Mike Stone, executive officer of Murray Valley Winegrowers (MVW), said:
“With these changes, coupled with an improvement in export sales and tightening of grape supply in Australia, winegrape growers look forward to significant increases in grape prices.
“Growers often have been told by wineries that grape prices would be higher but for the abuse of the WET rebate system. Steps have now been taken to stamp out the abuses, so logically growers can expect higher prices as a consequence.”
Logic being more esoteric than fact, TKR has doubts that growers will get higher prices due to changes in WET.

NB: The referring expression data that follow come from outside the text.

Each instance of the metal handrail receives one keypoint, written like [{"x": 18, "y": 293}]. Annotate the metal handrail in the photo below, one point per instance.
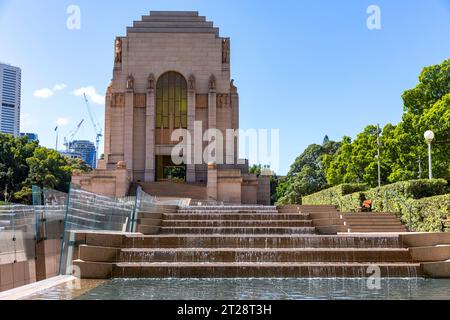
[{"x": 402, "y": 202}]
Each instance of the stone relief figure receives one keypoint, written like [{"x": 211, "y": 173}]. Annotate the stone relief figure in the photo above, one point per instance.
[
  {"x": 223, "y": 101},
  {"x": 130, "y": 82},
  {"x": 226, "y": 51},
  {"x": 109, "y": 91},
  {"x": 118, "y": 51},
  {"x": 191, "y": 82},
  {"x": 233, "y": 88},
  {"x": 212, "y": 83},
  {"x": 151, "y": 82}
]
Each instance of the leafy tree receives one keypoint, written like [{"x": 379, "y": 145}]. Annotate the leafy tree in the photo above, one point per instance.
[
  {"x": 426, "y": 107},
  {"x": 306, "y": 175},
  {"x": 24, "y": 163}
]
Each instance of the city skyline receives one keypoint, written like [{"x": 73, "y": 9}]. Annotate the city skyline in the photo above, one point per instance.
[{"x": 332, "y": 81}]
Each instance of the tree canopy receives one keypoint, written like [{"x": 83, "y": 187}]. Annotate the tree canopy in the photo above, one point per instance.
[
  {"x": 403, "y": 149},
  {"x": 24, "y": 163}
]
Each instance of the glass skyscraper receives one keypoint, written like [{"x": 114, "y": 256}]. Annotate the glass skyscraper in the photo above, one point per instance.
[{"x": 10, "y": 88}]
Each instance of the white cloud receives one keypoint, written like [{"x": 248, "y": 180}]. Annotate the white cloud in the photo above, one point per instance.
[
  {"x": 62, "y": 122},
  {"x": 59, "y": 87},
  {"x": 43, "y": 93},
  {"x": 91, "y": 93},
  {"x": 46, "y": 93},
  {"x": 26, "y": 122}
]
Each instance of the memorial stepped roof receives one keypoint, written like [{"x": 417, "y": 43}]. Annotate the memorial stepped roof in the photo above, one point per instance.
[{"x": 173, "y": 22}]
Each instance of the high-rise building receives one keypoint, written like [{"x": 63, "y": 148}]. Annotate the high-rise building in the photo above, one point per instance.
[
  {"x": 86, "y": 150},
  {"x": 30, "y": 136},
  {"x": 10, "y": 88}
]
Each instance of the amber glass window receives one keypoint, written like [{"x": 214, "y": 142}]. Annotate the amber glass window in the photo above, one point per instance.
[{"x": 171, "y": 101}]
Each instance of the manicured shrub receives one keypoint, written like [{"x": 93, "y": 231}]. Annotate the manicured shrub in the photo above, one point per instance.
[
  {"x": 333, "y": 195},
  {"x": 421, "y": 204}
]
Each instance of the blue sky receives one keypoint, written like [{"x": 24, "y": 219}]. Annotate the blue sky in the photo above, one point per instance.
[{"x": 308, "y": 68}]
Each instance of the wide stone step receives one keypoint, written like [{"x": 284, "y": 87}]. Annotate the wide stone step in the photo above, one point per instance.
[
  {"x": 203, "y": 255},
  {"x": 237, "y": 231},
  {"x": 227, "y": 209},
  {"x": 254, "y": 241},
  {"x": 377, "y": 230},
  {"x": 235, "y": 216},
  {"x": 376, "y": 223},
  {"x": 237, "y": 223},
  {"x": 252, "y": 270},
  {"x": 369, "y": 215}
]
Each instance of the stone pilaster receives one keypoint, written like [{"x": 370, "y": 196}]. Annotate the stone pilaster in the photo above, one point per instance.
[
  {"x": 107, "y": 136},
  {"x": 212, "y": 107},
  {"x": 235, "y": 120},
  {"x": 150, "y": 137},
  {"x": 128, "y": 130},
  {"x": 211, "y": 188},
  {"x": 190, "y": 174}
]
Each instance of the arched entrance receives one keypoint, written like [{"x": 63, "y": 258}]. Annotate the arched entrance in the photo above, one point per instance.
[{"x": 171, "y": 114}]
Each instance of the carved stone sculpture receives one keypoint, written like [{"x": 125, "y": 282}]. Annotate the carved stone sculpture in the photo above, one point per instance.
[
  {"x": 151, "y": 82},
  {"x": 212, "y": 83},
  {"x": 118, "y": 51},
  {"x": 130, "y": 82},
  {"x": 226, "y": 51},
  {"x": 191, "y": 82},
  {"x": 233, "y": 88}
]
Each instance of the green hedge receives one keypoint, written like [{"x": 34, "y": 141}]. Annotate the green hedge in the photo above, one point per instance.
[
  {"x": 422, "y": 204},
  {"x": 415, "y": 189},
  {"x": 427, "y": 213},
  {"x": 333, "y": 195}
]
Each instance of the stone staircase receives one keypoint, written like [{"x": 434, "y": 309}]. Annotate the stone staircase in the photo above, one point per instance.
[
  {"x": 175, "y": 190},
  {"x": 239, "y": 241},
  {"x": 329, "y": 221}
]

Andrew Weeks, CEO of Australian Vignerons, does not mention increased prices in his release praising the Government. He does say:
“Tax reform was inevitable, and this outcome is an improvement for the industry but is also responsible in the national perspective. Reinvestment of part of the savings from these reforms into boosting demand will increase confidence, and help to rebuild industry profitability. Ultimately a profitable wine industry not only sees better returns for growers and makers of wine, but it also employs more people, and pays more tax”.
The reinvestment aspect refers to the $50 million granted to Wine Australia to promote Australian wine around the planet. Which in turn raises the point: if Wine Australia is focusing on premium wines, how will that help the majority of growers in the inland regions?
There is the argument that I have heard Brian Croser support: that the top end wines pull the lesser wines along in their wake. It’s not a view I fully subscribe to. It worked in the past, mainly with French wine hanging onto the coat-tails of top Bordeaux. In recent times it worked in China. But I feel this effect is now diminishing. If it’s not, how come Australian wine is doing so well?
Let not life diminish this coming week.
P.S. Before the Christmas spirit, wine and beer circulates or you swan off on holiday, please check accounts outstanding. If there is one for TKR you may note it’s quite old, please dust it off and pay it. There is an imbalance in my finances a lot owing and bugger all in the bank.